Tuesday, March 20, 2007

Predation

First, the need to have it all. An analogy illustrates the threat to others in this attitude. Let's say that you feel a compelling need to have all the dollars in the world.

Then, no matter how many you get, you compete with others for every single one. That's unbridled, avaricious greed, and it makes you an adversary of everyone else in the world.

What's more, if you see a dollar in someone else's hand, you will want to take it away. Just because he has it. That's the desire to plunder others. In other words, you will view the possessor of that dollar as a predator views prey.

Therein lies the "malignance" in malignant narcissism.

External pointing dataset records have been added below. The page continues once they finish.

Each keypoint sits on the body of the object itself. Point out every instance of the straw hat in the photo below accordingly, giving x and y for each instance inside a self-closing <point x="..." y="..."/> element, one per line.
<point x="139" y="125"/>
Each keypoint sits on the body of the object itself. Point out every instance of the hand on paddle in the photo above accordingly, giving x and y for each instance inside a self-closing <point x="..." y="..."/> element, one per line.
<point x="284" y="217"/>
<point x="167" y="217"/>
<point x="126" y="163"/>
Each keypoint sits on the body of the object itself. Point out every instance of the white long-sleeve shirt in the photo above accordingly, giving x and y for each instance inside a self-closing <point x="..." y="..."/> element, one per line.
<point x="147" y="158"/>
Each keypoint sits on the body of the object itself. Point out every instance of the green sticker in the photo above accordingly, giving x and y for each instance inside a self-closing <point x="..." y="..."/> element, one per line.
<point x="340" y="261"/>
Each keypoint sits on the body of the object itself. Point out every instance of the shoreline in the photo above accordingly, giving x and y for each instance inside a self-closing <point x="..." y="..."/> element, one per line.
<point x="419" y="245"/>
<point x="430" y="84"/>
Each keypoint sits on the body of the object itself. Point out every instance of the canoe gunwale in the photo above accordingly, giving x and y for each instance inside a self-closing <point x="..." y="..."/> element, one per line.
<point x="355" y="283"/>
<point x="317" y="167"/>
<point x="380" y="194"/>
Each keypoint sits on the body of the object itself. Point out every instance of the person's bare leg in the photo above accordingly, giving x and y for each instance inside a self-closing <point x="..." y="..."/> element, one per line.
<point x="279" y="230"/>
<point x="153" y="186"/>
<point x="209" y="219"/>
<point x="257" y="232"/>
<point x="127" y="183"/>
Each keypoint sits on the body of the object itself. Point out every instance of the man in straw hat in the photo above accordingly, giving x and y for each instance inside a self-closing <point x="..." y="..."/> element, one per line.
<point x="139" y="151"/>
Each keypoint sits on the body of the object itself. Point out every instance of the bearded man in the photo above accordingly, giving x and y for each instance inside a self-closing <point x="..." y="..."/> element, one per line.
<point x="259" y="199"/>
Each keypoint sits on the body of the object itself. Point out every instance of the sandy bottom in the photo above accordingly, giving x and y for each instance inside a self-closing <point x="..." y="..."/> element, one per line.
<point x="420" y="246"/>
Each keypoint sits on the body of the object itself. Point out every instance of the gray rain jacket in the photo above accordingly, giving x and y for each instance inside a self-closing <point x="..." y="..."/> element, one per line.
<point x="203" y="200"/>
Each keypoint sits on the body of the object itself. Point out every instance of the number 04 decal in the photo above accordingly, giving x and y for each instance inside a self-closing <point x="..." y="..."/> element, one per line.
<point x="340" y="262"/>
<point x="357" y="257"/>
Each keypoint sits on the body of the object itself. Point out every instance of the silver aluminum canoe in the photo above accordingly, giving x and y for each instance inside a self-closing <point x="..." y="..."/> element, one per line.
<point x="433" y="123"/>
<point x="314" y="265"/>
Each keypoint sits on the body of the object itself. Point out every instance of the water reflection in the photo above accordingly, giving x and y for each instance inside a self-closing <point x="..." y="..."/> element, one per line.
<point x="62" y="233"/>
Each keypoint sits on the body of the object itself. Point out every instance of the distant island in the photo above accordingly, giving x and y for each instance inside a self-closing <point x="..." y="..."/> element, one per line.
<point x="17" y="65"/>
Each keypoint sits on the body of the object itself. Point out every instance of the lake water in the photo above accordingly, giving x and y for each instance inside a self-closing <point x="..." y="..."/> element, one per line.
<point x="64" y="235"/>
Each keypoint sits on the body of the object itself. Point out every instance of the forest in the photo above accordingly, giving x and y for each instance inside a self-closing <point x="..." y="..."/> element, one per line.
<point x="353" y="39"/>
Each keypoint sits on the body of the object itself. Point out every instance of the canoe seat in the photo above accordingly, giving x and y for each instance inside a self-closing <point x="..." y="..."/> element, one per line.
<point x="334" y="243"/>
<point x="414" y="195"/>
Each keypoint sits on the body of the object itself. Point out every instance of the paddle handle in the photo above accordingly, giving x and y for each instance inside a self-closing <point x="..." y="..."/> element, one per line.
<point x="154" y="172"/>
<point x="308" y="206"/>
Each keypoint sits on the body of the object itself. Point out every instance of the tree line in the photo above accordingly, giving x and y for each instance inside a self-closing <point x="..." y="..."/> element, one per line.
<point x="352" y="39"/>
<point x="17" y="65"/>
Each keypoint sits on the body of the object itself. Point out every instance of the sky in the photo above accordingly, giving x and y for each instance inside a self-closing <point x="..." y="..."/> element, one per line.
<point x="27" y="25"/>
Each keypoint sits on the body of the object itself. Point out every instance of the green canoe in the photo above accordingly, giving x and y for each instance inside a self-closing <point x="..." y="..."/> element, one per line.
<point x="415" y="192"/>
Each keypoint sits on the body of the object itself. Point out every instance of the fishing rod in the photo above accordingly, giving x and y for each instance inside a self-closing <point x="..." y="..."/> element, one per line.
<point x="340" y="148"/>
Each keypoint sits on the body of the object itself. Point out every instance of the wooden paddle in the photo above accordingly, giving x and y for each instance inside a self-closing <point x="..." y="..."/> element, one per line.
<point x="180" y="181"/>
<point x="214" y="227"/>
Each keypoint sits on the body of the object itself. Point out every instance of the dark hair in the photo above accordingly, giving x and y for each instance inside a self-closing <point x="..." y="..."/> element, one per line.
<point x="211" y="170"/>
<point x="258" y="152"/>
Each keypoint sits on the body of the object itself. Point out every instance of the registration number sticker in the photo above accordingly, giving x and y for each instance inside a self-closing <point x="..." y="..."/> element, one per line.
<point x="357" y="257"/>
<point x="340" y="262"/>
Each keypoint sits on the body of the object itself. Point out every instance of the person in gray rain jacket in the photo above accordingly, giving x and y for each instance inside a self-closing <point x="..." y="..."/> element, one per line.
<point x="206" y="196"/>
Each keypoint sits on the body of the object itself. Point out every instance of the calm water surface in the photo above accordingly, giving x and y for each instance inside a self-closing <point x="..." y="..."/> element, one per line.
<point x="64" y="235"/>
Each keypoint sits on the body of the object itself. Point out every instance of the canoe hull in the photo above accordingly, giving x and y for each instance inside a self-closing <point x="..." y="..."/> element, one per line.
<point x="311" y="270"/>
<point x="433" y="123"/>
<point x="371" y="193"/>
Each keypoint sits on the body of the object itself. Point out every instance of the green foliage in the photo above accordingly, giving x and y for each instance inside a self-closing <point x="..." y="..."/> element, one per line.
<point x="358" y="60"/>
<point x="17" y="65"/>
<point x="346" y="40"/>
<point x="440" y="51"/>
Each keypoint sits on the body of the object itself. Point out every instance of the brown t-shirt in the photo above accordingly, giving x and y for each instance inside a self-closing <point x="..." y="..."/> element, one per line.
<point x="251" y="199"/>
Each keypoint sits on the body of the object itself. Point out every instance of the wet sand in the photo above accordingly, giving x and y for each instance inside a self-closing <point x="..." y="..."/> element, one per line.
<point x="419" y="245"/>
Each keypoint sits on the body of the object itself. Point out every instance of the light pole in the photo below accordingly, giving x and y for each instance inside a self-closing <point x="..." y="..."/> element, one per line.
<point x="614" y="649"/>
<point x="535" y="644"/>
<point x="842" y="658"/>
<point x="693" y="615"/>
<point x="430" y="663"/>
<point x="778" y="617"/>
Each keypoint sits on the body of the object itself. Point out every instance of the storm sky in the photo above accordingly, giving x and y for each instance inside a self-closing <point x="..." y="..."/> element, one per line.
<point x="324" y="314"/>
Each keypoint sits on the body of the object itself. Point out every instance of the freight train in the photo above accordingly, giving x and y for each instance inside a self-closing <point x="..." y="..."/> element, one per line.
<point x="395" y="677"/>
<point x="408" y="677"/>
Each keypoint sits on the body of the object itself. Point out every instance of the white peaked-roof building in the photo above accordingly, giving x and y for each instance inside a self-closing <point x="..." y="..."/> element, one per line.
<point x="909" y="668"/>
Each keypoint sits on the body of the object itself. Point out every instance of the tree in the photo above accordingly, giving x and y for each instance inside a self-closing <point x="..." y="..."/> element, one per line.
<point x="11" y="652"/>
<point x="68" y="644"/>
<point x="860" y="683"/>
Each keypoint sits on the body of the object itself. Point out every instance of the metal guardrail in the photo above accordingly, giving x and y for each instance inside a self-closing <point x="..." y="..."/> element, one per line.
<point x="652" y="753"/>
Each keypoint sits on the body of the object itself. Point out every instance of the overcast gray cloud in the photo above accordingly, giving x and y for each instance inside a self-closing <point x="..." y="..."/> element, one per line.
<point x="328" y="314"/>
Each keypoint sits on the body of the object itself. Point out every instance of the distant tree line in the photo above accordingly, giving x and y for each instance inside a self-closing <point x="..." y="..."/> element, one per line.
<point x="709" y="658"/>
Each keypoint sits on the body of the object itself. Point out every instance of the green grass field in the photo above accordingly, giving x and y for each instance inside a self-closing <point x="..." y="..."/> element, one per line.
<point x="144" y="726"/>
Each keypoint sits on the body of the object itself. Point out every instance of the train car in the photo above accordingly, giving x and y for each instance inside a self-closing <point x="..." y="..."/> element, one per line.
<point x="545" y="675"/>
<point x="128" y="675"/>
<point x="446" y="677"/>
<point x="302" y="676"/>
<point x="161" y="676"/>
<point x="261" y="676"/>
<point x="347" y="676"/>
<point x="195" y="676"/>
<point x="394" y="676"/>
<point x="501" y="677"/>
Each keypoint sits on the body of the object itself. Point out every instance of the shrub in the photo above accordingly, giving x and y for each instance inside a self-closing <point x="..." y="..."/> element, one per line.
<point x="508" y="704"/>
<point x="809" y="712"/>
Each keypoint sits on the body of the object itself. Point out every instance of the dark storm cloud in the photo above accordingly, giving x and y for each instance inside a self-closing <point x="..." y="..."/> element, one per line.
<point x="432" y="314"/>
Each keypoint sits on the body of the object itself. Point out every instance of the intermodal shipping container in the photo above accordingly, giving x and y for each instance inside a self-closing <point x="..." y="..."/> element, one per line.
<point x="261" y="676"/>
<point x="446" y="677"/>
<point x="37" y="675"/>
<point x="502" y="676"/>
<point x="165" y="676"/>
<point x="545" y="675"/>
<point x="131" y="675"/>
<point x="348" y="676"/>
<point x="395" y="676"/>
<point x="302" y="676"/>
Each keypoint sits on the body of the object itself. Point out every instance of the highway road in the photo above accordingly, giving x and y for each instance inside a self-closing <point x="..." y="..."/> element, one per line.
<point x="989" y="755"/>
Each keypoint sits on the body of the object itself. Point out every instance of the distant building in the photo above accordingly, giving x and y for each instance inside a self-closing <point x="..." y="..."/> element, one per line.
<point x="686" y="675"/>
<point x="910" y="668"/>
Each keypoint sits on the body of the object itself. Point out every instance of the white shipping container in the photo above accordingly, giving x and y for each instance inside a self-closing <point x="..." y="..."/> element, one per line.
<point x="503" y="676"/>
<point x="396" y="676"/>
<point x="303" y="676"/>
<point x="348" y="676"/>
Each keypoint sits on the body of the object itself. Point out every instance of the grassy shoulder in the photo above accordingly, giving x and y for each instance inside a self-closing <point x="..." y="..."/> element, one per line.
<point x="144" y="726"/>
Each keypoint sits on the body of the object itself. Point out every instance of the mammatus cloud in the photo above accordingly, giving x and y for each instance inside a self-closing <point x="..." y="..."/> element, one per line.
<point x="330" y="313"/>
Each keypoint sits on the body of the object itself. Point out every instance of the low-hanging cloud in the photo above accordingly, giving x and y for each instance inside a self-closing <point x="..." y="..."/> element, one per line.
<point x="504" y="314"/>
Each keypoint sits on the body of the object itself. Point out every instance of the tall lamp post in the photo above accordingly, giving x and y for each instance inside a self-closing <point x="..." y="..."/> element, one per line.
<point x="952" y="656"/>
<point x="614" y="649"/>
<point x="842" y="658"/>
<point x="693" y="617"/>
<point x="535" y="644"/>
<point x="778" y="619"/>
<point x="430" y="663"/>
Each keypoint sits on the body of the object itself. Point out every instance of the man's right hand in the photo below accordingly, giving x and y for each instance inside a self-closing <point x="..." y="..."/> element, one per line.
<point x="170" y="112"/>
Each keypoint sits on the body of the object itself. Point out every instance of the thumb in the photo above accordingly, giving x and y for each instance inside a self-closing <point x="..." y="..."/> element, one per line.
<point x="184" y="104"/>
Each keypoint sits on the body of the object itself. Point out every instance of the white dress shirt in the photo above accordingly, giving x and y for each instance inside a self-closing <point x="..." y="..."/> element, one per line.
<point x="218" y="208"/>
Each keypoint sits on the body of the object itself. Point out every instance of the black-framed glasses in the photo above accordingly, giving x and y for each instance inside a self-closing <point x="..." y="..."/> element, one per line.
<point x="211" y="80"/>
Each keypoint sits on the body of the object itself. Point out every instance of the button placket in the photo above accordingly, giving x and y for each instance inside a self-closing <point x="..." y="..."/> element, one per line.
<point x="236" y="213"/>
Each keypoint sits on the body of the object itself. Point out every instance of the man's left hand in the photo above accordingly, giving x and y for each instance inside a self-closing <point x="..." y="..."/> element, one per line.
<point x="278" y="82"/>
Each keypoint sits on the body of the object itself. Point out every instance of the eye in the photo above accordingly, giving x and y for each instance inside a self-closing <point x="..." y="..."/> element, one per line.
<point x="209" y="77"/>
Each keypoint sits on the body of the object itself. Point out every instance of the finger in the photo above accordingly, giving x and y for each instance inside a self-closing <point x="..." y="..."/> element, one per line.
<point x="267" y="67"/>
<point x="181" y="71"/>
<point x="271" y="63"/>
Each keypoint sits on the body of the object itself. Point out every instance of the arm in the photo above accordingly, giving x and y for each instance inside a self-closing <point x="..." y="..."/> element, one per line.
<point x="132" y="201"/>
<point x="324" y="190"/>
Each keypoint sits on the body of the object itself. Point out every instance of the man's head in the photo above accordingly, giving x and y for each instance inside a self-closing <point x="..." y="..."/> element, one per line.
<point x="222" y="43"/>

Narcissists are predators, but many people fail appreciate the meaning of that term, letting it in one ear and out the other. The word predator seems to mean nothing to them unless you put the word sexual in front of it. As if sexual predators are the only kind. Thinking that makes you easy prey for other kinds of predators, like street con artists, wolves and gold diggers ("love thieves"), false messiahs, wanna be dictators, and crusaders like Osama bin Wanton.

Being predators puts narcissists in a special class with psychopaths, that class of people who don't wish you well, no matter how friendly their facade — that class from which sexual predators and all other kinds of predators come.

In anticipation of those who will attack me for putting narcissists and psychopaths in this special class, I point out that I am not the one who does so: they do. They do this by identifying with their image instead of their true (human) self inside. They despise it. Precisely because it is human. And they consequently despise humanity itself, and all us merely human beings. They view themselves as gods relative to us, who look down on us the way we look down on cockroaches.

There is no changing this about them. At least not now or in the foreseeable future.